This Kathleen Geier post in the Washington Monthly is good, and her argument is pretty compelling. However, regarding the D.C. big box living wage bill, she writes:
[P]oliticians hate the D.C. living wage bill, because they don’t want to drive Walmart away. The politicians want the photo ops at Walmart openings, where they can boast about bringing “good jobs” — um, well, okay, “jobs,” anyway — into the community.

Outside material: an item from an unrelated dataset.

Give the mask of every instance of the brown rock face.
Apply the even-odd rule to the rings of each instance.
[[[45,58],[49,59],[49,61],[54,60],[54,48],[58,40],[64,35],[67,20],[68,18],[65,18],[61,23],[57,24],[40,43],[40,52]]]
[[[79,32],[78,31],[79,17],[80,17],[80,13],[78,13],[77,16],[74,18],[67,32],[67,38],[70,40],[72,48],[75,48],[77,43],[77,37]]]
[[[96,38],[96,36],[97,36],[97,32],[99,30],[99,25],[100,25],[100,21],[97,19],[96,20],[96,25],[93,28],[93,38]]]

To be fair, it’s not only about the fear of driving Walmart away. As soon as the bill was passed by the Council, other retailers allegedly began re-evaluating their plans to locate in the District. Isn’t it more accurate to say that politicians are afraid of appearing anti-business in general? In my experience that’s an especially sensitive issue for politicians in D.C., a city that faces tough competition for business from neighboring states Virginia and Maryland. Again, the threats from other retailers may turn out to be bogus—and even if they’re not, the long-term net impact on employment/wages might still by a positive one if this bill were to become law—but this notion that D.C. is “anti-business” is something that District politicians legitimately have to grapple with.
None of which is to deny that it’s a big problem when a Walmart ribbon-cutting ceremony serves as a fig leaf for politicians anywhere who are otherwise doing little to nothing to support good jobs, worker training, etc.